“Okay, put it on the ground.”
He does so, carefully, just as he set the six-pack down the other night.
“Now take off your fleece.”
He gingerly takes off his fleece and holds it out.
“Toss it over.”
It lands at my feet. “Now, stay put. Don’t move your hands. Even a millimeter.” I pick up his fleece and shake it. It’s too light to have a gun or a knife. I advance until I’m only four feet away. He’s wearing a casual beige button-up made from thin cotton. It’s clear there’s no gun nudged into his waistline. At least, in front.

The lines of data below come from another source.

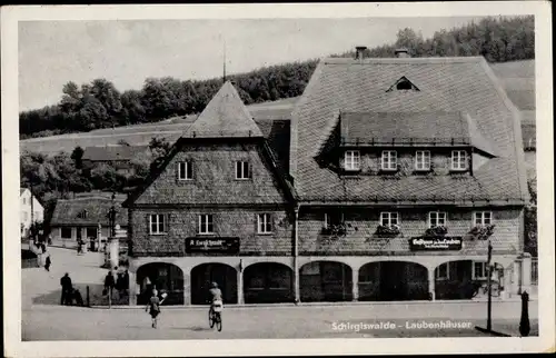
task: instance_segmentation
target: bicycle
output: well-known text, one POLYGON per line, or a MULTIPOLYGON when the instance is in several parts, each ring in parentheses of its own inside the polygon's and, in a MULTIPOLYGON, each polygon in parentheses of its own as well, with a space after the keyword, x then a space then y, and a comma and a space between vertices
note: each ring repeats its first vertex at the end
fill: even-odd
POLYGON ((216 300, 212 302, 209 309, 210 328, 214 328, 216 325, 218 331, 222 330, 222 310, 224 310, 224 305, 221 300, 216 300))

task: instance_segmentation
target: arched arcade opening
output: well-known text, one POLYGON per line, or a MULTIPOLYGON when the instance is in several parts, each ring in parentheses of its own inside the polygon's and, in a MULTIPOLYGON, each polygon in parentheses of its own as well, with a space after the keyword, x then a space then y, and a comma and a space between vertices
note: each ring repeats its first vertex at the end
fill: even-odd
POLYGON ((308 262, 299 269, 299 291, 302 302, 350 301, 351 268, 336 261, 308 262))
POLYGON ((226 263, 201 263, 191 269, 191 305, 207 305, 211 282, 218 284, 225 304, 238 302, 237 270, 226 263))
POLYGON ((246 304, 276 304, 294 301, 294 271, 284 263, 258 262, 244 271, 246 304))
POLYGON ((360 301, 428 299, 427 268, 405 261, 369 262, 359 269, 360 301))
POLYGON ((152 288, 165 291, 168 297, 165 305, 183 305, 183 271, 176 265, 166 262, 146 263, 137 270, 139 295, 138 305, 147 305, 152 288))

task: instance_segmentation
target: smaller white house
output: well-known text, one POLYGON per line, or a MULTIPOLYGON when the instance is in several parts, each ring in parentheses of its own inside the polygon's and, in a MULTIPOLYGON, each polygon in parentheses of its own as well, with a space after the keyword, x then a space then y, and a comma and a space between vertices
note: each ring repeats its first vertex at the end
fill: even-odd
POLYGON ((36 196, 32 196, 32 206, 31 206, 31 190, 27 188, 21 188, 19 190, 19 203, 21 208, 20 210, 21 236, 26 237, 29 233, 29 228, 31 227, 32 221, 41 222, 44 219, 44 208, 42 207, 40 201, 37 200, 36 196))
POLYGON ((52 243, 75 248, 77 242, 82 240, 89 250, 98 249, 99 245, 102 248, 110 236, 108 213, 112 203, 116 209, 116 225, 127 232, 128 211, 121 207, 123 199, 125 196, 117 196, 112 202, 109 197, 98 195, 58 200, 50 220, 52 243))

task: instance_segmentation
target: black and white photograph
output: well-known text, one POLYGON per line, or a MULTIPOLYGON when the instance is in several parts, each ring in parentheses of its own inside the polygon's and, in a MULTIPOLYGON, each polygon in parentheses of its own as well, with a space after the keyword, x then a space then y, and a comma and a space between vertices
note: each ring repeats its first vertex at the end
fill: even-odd
POLYGON ((554 351, 549 10, 2 8, 4 355, 554 351))

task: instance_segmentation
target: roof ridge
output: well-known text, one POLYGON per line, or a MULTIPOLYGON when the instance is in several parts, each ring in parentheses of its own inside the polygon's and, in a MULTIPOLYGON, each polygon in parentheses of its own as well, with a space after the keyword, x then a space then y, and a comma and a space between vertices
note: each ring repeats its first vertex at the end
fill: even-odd
POLYGON ((325 64, 374 64, 374 63, 456 63, 456 62, 479 62, 484 60, 480 56, 469 57, 411 57, 411 58, 324 58, 325 64))

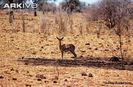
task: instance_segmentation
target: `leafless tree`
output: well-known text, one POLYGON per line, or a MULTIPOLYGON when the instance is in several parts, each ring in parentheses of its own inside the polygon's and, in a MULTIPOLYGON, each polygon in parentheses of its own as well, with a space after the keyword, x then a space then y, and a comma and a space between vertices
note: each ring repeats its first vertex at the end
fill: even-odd
POLYGON ((129 29, 129 4, 130 0, 102 0, 99 4, 99 11, 102 19, 105 21, 105 25, 109 29, 114 29, 119 36, 119 47, 122 60, 124 59, 122 33, 125 33, 123 32, 125 29, 129 29))

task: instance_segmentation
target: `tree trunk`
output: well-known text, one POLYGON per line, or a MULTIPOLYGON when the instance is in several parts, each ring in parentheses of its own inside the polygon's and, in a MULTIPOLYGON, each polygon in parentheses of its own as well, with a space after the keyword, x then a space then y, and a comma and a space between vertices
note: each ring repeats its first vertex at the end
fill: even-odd
POLYGON ((13 11, 10 11, 10 13, 9 13, 9 23, 13 23, 13 19, 14 19, 13 11))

“Slowly turn around,” I order.
His trousers are a sort of lightweight pant, almost flimsy—the kind you use to keep cool when hiking. No gun.
“Okay, you can face me now.” Once he does, I gesture to his ankles. “Now slowly, and I mean it again, lift one pant leg at a time.”
“Isn’t this overkill?” But he bends down and lifts the left, exposing a wool sock partway up his tan, muscular calf. He raises the other. No gun. No knife. Alderson stands by, guarding.
I search the pack to find his laptop, several notebooks, pens, an extra long-sleeved shirt, and some jerky, energy bars, and trail mix in a separate front compartment.
“There’s a deputy in front and out back. Both are right here if you need them,” Alderson says. “We’ll be working on you-know-what.”
I know he’s talking about Ridgeway and Lasserio and getting to the bottom of this copycat business. I thank Alderson and tell Jeremy to follow me.
I take Jeremy inside and he sets up at my kitchen table while I make coffee. When I sit down, he asks for my permission to use his phone recorder and sets it between us.
I start out slowly, my stomach in a knot, but once I get going, it takes me only minutes to get through what happened to Sophie. He listens quietly, without interjecting and rarely asking questions, but I suspect he’s saving them up for when I’m done.
His fingers tap busily on his keyboard. It’s nerve-racking at first, but I get into a flow. I start with Missoula, with meeting Sophie, and move on to our walk by the river when we first met Josh and the gang.I describe the camping trip, the rape, the night in the woods, and the aftermath. “Sophie started using more and more as time went on,” I say. “Eventually, she took a fatal dose of fentanyl.”
Jeremy leans back and sighs. “Coping with rape through drugs,” he says.
I realize how fast I’ve been talking and how shallow my breathing has been. “Yes,coping. Or not coping.” My thoughts turn to Jess now.
“It must have been awful to watch your roommate go through that.”
“It was. And you know the thing I can’t get out of my head?”
Jeremy listens.
“She told me she was sorry. After the rape, after we made it out of the woods, at the clinic when she was getting checked over, she said she was sorry for flirting with Josh when she knew I liked him. She said it with such sorrow and sincerity, as if she thought she deserved what he did because she’d hurt me. I was speechless, it was so twisted. I mean, she felt guilty for taking him from me, but in an awful way, she’d done me a huge favor. I felt nauseous that I’d even had a crush on someone like him. I didn’t know what to say. I told her that she shouldn’t worry about that, but I’m the one who should have apologized to her. But I can’t remember if I did. I can’t remember if I told her I was so sorry for convincing her to go in the first place.”
Saying these words out loud brings home just how bruised and shamed I’ve been for so many years. Tears press behind my eyes, but I hold them back.
Jeremy sets his hand on mine, a sweet, comforting gesture that makes me want to weep even more.
“It was particularly difficult to watch her personality change. And now.” I shake my head, Jess’s retorts echoing in my ears. “Now I’m going through it all over again.”
“How so?”
“I’ll tell you. It’s part two, three, and four of this, but we should take a little break first. I need some air.” I grab the empty coffee mugs off the table and set them in the sink. We throw our coats on and goout to my backyard. The new extra deputy stationed out back brings reassurance. I tell him we’ll just be on the swing.
The air is brisk and the sky over the Whitefish Range is dramatic. Glowing white and deep charcoal–colored clouds layer above the ridges.
“Storm’s brewing,” he says.
“Grimly appropriate.” The last moments of twilight cling around us. Herds of deer graze on grass in the surrounding fields.